May 29, 2008

 

CBOT Soy Outlook on Thursday: Down 6-10 cents; overnights, outside market pressure

 

 

Soybean futures on the Chicago Board of Trade are seen starting Thursday's day session on the defensive, taking its cue from the overnight theme, with the bearish influence of outside inflationary markets expected to weigh on prices, analysts said.

 

CBOT soybean futures are called to start the session 6 to 10 cents lower. In overnight electronic trading, July soybeans were 6 3/4 cents lower at US$13.66, November soybeans were 9 cents lower at US$13.48 1/4. July soyoil was 62 points lower at 62.03 cents per pound and July soymeal was US$2.00 lower US$341.70 per short tonne.

 

Soybean futures will start out watching the movements of outside market influences in the absence of fresh fundamental news, with lower crude oil and precious metal prices in conjunction with a firmer U.S. dollar index expected to attract speculative selling, said U.S. Commodities' Don Roose.

 

Month-end position evening will be an issue as well, with traders looking to close out some contracts for book purposes, Roose added.

 

Weather forecasts calling for a warmer and drier trend in the Midwest moving into next week is seen beneficial to planting progress and emergence and may lend pressure to prices also, traders said.

 

However, a slow planting pace in the eastern Midwest and worries that the prolonged farmer strike issues in Argentina will support U.S. export demand and put further pressure on an already tight U.S. balance sheet is seen underpinning prices, traders added.

 

A technical analyst said the next downside price objective for July soybeans is pushing and closing prices below solid technical support at last week's low of US$13.12 1/2. The next upside price objective is to push and close prices above psychological resistance at US$14.00 a bushel.

 

First support for July soybeans is seen at US$13.60 and then at US$13.50. First resistance is seen at Wednesday's high of US$13.85 and then at this week's high of US$13.90.

 

In other news, private exporters reported to the U.S. Department of Agriculture export sales of 132,000 metric tonnes of soybeans for delivery to China during the 2008-2009 marketing year, the USDA said Thursday.
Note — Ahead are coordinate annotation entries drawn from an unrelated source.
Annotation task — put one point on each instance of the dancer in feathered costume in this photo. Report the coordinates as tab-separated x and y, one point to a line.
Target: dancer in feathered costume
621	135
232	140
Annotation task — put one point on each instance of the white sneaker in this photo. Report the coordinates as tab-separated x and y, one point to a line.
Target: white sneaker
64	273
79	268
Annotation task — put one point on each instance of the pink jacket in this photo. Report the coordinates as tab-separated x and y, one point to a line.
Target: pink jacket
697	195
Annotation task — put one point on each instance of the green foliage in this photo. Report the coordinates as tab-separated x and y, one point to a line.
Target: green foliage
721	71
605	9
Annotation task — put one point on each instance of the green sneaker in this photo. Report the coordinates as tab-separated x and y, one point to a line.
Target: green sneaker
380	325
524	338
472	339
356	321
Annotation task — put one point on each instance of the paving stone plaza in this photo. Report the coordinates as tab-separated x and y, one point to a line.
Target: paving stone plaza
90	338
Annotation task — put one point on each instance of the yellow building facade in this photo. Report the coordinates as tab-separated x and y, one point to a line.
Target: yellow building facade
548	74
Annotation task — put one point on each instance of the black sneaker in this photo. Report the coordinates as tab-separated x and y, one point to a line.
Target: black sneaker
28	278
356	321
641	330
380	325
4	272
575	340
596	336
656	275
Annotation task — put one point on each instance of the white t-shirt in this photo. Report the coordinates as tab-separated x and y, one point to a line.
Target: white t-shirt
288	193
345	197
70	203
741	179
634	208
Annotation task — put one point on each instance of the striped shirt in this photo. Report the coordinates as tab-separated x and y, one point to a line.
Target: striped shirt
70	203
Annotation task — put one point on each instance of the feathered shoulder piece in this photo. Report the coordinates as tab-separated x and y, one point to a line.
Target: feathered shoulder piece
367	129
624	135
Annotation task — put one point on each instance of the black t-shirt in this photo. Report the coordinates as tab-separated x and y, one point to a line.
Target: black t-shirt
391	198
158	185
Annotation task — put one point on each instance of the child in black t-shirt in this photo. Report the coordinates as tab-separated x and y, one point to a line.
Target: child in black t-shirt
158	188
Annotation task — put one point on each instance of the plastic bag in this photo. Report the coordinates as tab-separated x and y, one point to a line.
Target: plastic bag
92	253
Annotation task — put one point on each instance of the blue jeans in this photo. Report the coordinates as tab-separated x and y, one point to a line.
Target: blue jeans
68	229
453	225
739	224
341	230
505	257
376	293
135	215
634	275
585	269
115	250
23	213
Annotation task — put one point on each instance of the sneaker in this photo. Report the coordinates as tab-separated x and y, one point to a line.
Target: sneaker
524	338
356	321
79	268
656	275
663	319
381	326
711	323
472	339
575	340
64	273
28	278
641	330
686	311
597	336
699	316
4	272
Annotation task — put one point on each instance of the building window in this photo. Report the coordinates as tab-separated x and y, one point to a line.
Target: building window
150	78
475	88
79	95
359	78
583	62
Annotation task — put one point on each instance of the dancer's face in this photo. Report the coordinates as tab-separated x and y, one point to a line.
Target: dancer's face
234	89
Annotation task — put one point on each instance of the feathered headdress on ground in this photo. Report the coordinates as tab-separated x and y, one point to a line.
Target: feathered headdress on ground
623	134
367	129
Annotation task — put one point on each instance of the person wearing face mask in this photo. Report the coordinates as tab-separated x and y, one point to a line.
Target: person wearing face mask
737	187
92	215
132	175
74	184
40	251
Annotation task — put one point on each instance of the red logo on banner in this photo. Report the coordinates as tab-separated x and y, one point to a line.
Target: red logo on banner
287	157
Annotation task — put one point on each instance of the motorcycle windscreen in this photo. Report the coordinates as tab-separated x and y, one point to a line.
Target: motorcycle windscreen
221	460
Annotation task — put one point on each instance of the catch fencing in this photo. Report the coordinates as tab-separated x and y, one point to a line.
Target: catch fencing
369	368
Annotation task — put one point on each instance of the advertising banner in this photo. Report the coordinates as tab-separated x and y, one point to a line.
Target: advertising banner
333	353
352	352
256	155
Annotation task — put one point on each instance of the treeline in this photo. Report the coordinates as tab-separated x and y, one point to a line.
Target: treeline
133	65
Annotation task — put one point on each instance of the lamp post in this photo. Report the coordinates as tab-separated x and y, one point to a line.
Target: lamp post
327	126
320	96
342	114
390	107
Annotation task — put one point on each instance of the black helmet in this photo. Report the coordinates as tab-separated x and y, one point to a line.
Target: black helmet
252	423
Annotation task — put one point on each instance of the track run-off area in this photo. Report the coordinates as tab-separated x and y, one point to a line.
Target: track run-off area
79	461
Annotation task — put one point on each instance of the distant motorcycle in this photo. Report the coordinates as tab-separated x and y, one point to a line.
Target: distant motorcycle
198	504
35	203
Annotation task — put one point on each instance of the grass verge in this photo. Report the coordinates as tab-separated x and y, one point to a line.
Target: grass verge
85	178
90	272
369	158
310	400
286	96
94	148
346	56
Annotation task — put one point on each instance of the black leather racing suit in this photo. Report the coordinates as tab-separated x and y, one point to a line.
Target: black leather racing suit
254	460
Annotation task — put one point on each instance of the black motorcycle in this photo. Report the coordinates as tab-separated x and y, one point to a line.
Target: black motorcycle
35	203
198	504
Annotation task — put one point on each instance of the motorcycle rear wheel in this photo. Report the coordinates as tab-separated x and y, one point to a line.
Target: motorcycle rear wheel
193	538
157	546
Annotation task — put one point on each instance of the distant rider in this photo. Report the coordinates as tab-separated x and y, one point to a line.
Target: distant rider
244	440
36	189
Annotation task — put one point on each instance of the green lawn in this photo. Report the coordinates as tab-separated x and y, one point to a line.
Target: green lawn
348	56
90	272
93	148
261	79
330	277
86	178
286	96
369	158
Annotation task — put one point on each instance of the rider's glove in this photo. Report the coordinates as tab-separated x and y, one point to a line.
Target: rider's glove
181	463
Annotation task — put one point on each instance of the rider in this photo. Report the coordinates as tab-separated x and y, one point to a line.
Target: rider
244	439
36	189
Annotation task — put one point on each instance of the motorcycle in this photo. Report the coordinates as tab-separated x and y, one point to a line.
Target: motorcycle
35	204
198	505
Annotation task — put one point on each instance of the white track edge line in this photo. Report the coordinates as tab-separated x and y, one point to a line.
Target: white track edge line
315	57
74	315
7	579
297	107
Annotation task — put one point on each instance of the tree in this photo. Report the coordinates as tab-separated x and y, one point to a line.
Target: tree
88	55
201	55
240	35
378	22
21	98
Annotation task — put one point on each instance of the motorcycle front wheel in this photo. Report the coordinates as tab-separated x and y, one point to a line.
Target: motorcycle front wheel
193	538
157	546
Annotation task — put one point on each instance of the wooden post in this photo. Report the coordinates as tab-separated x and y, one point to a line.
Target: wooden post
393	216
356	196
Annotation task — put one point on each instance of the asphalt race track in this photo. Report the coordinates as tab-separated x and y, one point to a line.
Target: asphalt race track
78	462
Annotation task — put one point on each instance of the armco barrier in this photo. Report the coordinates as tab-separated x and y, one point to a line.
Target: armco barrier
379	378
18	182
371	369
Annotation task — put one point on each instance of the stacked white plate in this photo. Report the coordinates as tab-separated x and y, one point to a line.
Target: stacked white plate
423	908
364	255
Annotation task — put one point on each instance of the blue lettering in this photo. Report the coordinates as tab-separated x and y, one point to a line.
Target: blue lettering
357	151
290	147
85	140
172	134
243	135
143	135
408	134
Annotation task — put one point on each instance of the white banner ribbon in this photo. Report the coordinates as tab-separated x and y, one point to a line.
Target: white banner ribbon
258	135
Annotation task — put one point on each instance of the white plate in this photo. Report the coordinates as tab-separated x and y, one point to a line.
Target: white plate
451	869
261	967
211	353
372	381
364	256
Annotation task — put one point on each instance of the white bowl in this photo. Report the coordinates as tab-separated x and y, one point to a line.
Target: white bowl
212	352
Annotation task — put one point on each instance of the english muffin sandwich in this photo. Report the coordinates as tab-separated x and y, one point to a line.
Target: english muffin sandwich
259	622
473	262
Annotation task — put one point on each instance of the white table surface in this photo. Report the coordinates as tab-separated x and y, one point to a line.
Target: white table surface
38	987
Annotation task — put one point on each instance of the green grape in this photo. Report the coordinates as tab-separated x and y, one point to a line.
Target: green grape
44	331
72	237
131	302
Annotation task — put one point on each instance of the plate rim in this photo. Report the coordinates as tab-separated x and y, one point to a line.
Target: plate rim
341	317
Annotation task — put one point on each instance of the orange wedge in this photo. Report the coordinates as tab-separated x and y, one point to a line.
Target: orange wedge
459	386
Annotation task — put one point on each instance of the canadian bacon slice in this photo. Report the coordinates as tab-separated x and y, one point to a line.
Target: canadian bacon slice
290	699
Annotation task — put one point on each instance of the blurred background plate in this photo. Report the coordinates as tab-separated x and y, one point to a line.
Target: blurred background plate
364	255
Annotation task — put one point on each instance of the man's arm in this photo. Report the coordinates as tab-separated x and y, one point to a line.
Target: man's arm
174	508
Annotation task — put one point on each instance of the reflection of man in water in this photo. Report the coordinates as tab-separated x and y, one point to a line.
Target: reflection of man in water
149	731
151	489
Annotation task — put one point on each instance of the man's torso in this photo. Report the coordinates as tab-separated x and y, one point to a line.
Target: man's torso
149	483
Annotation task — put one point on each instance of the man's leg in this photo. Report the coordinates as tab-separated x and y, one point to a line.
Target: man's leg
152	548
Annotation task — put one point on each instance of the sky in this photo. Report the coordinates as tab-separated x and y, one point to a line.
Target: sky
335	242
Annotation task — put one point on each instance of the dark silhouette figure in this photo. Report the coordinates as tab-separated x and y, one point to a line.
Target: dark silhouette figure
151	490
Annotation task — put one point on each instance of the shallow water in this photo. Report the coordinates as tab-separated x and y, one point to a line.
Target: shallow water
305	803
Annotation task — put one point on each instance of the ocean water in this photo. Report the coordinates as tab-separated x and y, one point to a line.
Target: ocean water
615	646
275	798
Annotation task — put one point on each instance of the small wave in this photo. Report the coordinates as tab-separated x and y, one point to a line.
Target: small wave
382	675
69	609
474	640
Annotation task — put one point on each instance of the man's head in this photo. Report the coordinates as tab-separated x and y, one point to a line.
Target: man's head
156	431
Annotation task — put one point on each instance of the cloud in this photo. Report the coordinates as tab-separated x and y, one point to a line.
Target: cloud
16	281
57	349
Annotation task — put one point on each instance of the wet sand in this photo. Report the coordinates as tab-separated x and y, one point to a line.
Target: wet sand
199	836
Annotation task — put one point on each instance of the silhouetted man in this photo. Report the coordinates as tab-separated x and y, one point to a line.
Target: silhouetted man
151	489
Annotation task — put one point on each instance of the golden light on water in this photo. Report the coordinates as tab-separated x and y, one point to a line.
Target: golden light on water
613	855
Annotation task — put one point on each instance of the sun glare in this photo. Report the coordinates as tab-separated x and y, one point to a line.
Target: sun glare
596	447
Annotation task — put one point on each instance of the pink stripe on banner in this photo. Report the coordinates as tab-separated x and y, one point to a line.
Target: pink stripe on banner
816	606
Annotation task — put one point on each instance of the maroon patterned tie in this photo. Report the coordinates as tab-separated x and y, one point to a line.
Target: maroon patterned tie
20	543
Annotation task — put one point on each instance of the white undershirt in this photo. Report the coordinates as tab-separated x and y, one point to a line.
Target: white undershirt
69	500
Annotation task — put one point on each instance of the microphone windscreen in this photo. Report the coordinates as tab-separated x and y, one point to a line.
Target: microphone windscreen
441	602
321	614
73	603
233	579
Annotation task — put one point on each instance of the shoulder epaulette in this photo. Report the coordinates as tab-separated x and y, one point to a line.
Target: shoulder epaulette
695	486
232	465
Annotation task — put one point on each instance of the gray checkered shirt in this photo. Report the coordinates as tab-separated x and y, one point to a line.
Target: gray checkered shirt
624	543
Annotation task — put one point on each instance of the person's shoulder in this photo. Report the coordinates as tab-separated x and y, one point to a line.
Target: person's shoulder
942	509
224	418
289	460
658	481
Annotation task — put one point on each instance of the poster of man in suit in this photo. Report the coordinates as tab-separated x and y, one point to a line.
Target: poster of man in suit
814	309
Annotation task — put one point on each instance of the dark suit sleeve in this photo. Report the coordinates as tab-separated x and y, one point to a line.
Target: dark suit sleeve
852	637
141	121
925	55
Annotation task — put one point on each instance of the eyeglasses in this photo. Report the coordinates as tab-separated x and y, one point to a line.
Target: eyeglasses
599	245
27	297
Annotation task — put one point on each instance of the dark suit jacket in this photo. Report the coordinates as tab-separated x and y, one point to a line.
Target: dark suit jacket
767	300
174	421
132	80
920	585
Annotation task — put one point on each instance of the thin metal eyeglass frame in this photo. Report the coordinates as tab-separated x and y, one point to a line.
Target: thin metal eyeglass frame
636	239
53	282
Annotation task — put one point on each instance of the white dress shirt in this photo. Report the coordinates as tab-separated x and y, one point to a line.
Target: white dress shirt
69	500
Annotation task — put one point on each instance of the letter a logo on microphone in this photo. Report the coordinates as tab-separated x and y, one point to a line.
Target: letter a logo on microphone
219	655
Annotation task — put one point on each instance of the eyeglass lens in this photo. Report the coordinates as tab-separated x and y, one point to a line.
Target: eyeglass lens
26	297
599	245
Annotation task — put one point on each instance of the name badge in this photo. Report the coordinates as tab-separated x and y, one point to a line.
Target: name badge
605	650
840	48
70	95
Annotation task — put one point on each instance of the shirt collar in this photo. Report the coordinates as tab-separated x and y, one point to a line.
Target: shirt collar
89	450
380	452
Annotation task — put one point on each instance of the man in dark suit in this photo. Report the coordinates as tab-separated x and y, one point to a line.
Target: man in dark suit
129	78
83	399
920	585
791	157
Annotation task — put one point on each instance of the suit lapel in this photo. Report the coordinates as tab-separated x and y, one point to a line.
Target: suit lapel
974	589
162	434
USDA also reported the sale of 120,000 tonnes of U.S. soybeans to unknown destinations for delivery in the 2008-09 marketing year.

 

In overseas markets, China's soymeal futures traded on the Dalian Commodity Exchange settled slightly higher Thursday on tight cash supply, despite a temporary import tariff cut that will go into effect June 1. The benchmark September 2008 contract settled RMB10, or 0.3%, higher at RMB3,734 a metric tonne. Soybean prices were mostly lower. The benchmark January 2009 soybean contract settled RMB8 lower at RMB4,569/tonne.

 

Crude palm oil futures on Malaysia's derivatives exchange ended lower on speculative selling and a lack of support from fundamentals after tracking soyoil's early rise and subsequent fall, said trade participants. The benchmark August CPO futures contract on Bursa Malaysia Derivatives ended MYR22 lower at MYR3,565 a metric tonne.